Il secondo dossier caldo che si troverà ad affrontare Ravanelli è il definitivo decollo in termini di raccolta del secondo fondo infrastrutturale di F2i.
Il fondo sovrano China Investment Corporation è disposto a sborsare 300 milioni di euro, dei 1200 totali del secondo fondo di F2i, ma in cambio chiede “alcune precise garanzie di governance”, ha svelato Luca Pagni del quotidiano la Repubblica: avere voce in capitolo “sulle eventuali operazione di di acquisizione che F2i andrà a fare nei prossimi anni” e “sulla scelta dei manager che andranno a dirigere le società controllate o la nomina dei consiglieri di amministrazione”.

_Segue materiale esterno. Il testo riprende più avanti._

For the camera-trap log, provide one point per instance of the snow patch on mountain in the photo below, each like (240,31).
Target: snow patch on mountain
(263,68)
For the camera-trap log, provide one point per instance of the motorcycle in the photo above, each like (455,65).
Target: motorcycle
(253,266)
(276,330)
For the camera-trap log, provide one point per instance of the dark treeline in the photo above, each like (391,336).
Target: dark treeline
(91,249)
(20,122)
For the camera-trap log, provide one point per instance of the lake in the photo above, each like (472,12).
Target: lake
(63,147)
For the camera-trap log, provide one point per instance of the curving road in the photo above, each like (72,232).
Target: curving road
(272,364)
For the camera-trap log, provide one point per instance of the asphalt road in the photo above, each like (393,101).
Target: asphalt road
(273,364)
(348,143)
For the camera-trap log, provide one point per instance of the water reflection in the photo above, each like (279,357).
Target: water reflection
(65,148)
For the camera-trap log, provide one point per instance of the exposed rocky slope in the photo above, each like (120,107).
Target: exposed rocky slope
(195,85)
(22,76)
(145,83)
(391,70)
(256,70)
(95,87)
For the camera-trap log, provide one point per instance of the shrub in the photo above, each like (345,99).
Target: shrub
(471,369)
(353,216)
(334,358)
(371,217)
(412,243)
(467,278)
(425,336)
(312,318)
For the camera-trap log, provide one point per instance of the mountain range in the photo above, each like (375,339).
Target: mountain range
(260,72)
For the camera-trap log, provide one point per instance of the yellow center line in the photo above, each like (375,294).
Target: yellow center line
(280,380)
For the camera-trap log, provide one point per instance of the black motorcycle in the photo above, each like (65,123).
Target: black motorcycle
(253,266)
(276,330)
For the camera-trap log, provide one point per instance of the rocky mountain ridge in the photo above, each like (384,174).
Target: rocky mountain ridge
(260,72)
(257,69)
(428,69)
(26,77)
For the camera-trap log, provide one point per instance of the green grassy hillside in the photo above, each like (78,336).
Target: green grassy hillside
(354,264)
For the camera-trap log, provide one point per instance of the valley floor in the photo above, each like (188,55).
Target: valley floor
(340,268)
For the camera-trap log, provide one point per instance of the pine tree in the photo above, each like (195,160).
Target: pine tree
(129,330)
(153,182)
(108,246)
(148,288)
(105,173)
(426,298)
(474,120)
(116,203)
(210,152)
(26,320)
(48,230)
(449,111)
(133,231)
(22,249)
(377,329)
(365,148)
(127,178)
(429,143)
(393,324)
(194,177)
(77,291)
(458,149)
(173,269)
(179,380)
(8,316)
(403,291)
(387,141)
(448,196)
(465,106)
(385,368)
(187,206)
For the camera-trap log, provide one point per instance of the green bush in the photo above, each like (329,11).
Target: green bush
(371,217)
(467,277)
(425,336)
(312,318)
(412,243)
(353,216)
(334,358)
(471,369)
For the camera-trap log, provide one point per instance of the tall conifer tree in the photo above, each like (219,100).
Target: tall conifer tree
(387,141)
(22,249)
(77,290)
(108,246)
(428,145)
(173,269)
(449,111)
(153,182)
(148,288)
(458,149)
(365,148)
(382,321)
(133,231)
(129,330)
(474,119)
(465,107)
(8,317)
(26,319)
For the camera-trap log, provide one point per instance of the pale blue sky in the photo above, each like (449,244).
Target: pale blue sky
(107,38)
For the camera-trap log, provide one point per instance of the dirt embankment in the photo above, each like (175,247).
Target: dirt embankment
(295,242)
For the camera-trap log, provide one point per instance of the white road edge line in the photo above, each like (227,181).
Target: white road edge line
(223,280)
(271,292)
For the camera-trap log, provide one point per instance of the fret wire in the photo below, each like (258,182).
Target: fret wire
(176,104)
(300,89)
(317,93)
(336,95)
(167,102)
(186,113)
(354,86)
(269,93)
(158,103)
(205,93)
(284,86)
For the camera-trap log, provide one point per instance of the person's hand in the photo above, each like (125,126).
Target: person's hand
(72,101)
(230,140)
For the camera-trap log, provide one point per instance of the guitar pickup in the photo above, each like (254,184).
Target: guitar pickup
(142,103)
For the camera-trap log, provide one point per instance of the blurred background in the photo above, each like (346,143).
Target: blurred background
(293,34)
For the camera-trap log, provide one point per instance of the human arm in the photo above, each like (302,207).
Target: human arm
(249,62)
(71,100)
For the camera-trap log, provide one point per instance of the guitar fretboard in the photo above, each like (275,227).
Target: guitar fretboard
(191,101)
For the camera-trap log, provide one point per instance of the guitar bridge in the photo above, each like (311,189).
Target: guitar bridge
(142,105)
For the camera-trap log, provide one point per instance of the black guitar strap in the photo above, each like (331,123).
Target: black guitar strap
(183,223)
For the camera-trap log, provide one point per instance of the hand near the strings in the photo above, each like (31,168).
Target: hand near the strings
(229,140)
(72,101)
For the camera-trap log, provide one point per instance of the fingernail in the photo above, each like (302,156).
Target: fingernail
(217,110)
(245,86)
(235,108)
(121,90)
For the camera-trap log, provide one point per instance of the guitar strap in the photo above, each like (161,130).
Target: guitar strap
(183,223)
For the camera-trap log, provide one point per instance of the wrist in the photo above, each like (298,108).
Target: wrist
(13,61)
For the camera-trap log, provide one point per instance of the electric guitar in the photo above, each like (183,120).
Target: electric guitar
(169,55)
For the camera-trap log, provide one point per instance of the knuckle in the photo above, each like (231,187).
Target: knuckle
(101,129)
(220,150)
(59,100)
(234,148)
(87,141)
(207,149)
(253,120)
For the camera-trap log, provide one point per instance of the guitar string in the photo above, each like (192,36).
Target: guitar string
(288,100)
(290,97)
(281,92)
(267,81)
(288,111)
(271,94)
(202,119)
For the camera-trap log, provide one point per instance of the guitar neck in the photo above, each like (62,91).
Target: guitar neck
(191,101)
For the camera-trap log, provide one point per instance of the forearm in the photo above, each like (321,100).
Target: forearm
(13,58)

La Cdp presieduta da Franco Bassanini e guidata dall’ad, Giovanni Gorno Tempini, è favorevole all’ingresso del fondo sovrano cinese: d’altronde i vertici della Cassa depositi e prestiti si sono prodigati non poco per l’entrata con il 35% di China State Grid in Cdp Reti, che detiene quote di controllo nelle strategiche Snam e Terna.
E gli altri soci? Le fondazioni bancarie, almeno formalmente, non hanno nulla in contrario, stando alle parole pronunciate nei giorni scorsi dal presidente dell’Acri, Giuseppe Guzzetti: “Tutti gli investitori sono i benvenuti”, ha detto il presidente di Cariplo. Eppure fra le altre fondazioni azioniste si raccolgono dubbi e interrogativi, anche se non esternati in pubblico.
Più frastagliato appare il quadro delle banche. Secondo le indiscrezioni raccolte da Formiche.net, Unicredit non ha opposto perplessità, diverso è l’atteggiamento di Intesa.
Sarà Ravanelli a sbrogliare la matassa?